Following the attack, Amy Myers Jaffe shared this thought:

“This is as close as you can get to the jugular of infrastructure in the United States. It’s not a major pipeline. It’s the pipeline.”

But all things considered, the attack itself was relatively benign.

For a multi-billion-dollar company, a couple of million bucks in ransom payment is merely a speeding ticket. The black eye and bruised ego that accompanied the related public backlash were also undoubtedly uncomfortable. However, the pipeline itself incurred no physical damage from the attack.

This time around, Colonial Pipeline escaped the incident relatively unscathed.

While the attack itself wasn’t particularly damaging, it served as a reminder that our energy system will continue to face similar threats from now until the end of time. Because it’s that energy system that facilitates the lives we live daily; by powering much of our transportation system and keeping our lights on.

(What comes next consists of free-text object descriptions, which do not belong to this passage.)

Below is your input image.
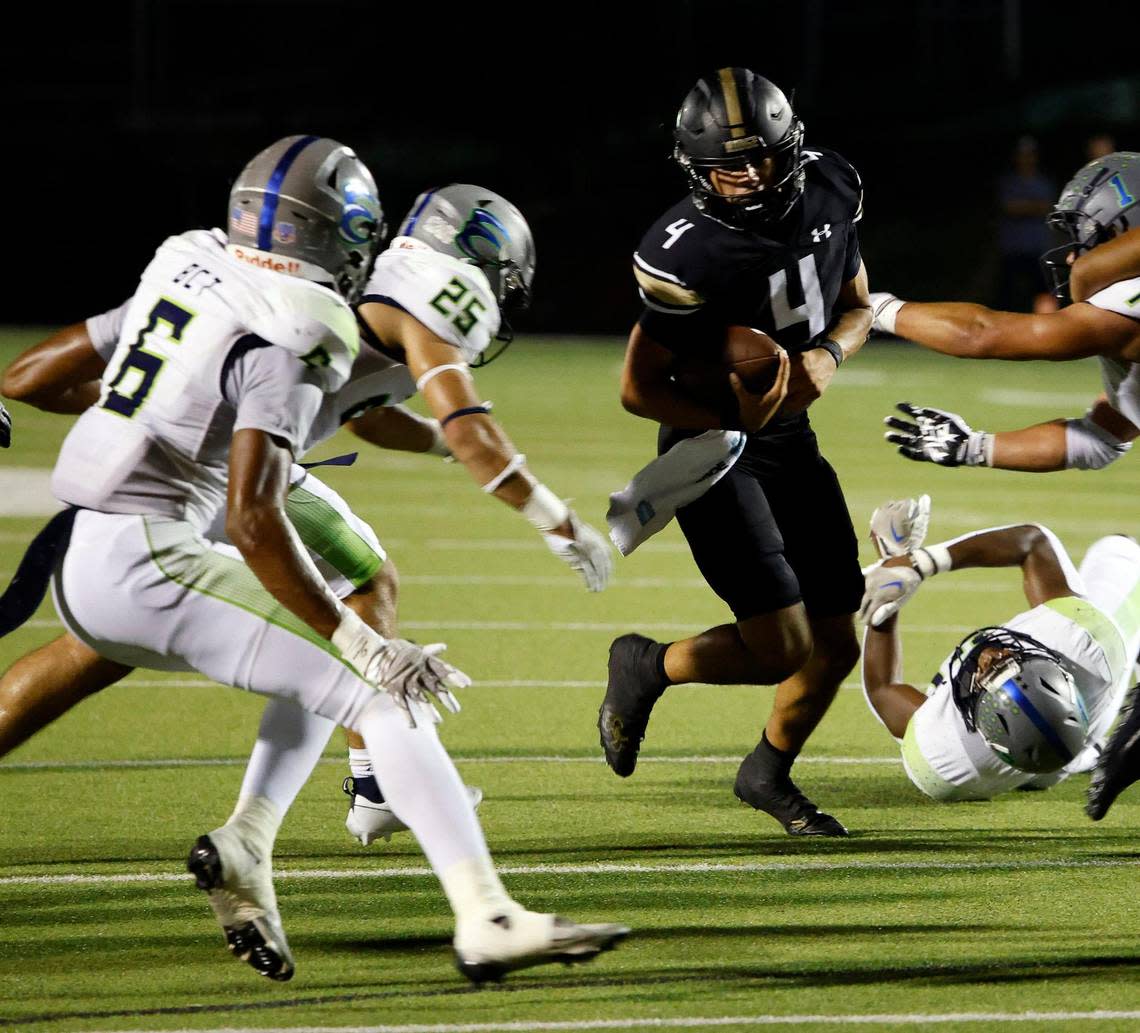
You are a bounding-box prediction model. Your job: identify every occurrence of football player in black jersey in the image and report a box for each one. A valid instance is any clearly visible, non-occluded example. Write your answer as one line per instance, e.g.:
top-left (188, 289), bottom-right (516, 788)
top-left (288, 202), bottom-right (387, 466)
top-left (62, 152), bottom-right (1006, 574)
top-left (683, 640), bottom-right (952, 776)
top-left (597, 68), bottom-right (872, 836)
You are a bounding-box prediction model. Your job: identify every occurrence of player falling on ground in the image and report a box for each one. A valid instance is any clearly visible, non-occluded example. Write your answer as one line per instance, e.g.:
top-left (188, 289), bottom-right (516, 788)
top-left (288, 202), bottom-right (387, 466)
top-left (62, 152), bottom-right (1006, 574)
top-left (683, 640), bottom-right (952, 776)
top-left (870, 152), bottom-right (1140, 474)
top-left (860, 497), bottom-right (1140, 801)
top-left (597, 68), bottom-right (872, 835)
top-left (0, 140), bottom-right (624, 983)
top-left (1, 182), bottom-right (612, 852)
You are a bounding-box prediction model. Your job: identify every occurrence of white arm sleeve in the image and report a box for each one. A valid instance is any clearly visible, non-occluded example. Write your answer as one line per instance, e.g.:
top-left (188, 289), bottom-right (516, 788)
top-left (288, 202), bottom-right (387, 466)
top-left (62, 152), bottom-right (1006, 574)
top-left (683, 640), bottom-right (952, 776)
top-left (85, 300), bottom-right (131, 362)
top-left (1064, 414), bottom-right (1132, 470)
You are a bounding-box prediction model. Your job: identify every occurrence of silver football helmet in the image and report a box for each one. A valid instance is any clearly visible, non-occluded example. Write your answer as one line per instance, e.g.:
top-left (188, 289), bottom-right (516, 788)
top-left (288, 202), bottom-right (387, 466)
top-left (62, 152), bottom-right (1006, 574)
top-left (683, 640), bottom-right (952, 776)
top-left (228, 135), bottom-right (384, 302)
top-left (398, 184), bottom-right (535, 361)
top-left (948, 627), bottom-right (1088, 773)
top-left (1042, 151), bottom-right (1140, 300)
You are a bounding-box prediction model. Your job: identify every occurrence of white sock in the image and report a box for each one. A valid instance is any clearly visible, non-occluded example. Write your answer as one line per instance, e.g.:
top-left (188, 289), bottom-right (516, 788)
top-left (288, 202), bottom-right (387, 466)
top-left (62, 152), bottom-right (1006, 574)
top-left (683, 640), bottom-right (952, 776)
top-left (239, 699), bottom-right (337, 813)
top-left (356, 694), bottom-right (513, 922)
top-left (348, 747), bottom-right (373, 781)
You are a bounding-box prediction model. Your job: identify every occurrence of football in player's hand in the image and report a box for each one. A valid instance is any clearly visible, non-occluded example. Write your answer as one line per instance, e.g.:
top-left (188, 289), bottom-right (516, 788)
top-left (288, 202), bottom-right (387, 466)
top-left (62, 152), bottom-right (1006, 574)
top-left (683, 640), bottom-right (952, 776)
top-left (671, 326), bottom-right (785, 425)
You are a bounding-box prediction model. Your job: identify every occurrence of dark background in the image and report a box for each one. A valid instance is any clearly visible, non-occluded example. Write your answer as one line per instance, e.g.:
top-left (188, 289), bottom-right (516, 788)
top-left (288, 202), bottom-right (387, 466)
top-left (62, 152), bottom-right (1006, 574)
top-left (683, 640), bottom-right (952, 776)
top-left (6, 0), bottom-right (1139, 331)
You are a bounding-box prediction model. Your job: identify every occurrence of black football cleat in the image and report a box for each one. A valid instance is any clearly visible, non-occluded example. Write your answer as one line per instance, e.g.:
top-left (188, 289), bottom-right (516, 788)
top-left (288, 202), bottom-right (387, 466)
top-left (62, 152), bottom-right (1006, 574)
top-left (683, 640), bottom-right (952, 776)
top-left (1087, 685), bottom-right (1140, 821)
top-left (734, 747), bottom-right (848, 837)
top-left (598, 634), bottom-right (668, 777)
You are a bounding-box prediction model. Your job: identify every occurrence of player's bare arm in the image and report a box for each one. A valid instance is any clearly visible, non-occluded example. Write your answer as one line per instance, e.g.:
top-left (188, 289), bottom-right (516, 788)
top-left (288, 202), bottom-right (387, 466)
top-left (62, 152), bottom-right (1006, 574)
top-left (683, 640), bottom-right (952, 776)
top-left (861, 519), bottom-right (1077, 737)
top-left (1, 321), bottom-right (105, 414)
top-left (347, 404), bottom-right (449, 456)
top-left (1070, 225), bottom-right (1140, 302)
top-left (885, 394), bottom-right (1138, 471)
top-left (227, 428), bottom-right (345, 637)
top-left (620, 323), bottom-right (789, 433)
top-left (875, 294), bottom-right (1140, 362)
top-left (782, 260), bottom-right (871, 414)
top-left (358, 300), bottom-right (611, 591)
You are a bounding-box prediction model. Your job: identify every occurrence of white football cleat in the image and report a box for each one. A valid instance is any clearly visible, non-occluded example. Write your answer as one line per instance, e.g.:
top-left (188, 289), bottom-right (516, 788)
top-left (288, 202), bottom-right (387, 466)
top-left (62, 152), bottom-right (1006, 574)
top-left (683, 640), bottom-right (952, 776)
top-left (453, 908), bottom-right (630, 984)
top-left (869, 494), bottom-right (931, 559)
top-left (186, 826), bottom-right (295, 981)
top-left (344, 777), bottom-right (484, 846)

It should come as no surprise that cybercriminals will continue targeting the energy; the bedrock of our economy and an industry that plays a critical role in ensuring our national security.

For U.S. policymakers, the pipeline’s security breach reawakened the debate around what to do to shore up America’s cyber defence around critical infrastructure. U.S. Senator Ed Markey (D-MA) had this to say:

“The federal inability to prevent and effectively respond to cyberattacks turns our pipeline system into a risk for communities and an increasingly vulnerable component of our electricity system,”

Thanks for stating the obvious, Ed!


💻 What the Future Will Hold

In 2017, the WSJ released an article documenting the history of cyberattacks launched by Russian-affiliated entities targeting U.S. electrical utilities. I found this line to be particularly troubling:

“For example, many experts fear that a skilled technician could use unfettered access to change some equipment’s settings. That could make them unreliable in unexpected ways, causing utility engineers to do things that would result in extensive damage and potentially lengthy blackouts.

In the future, as our energy system continues to become more technically complex, the opportunities to take advantage of it will continue to rise.

It isn’t a stretch to imagine that foreign entities could use system vulnerabilities to damage critical infrastructure instead of simply seeking ransom payments. In doing so, the repercussions for our energy system could be much more significant.

It will be interesting to see how cybercrime evolves in the years to come. And how policymakers and regulators address the ongoing challenge of cyber security.

But hey, on the bright side, at least stable internet access has facilitated the world’s ability to work from home!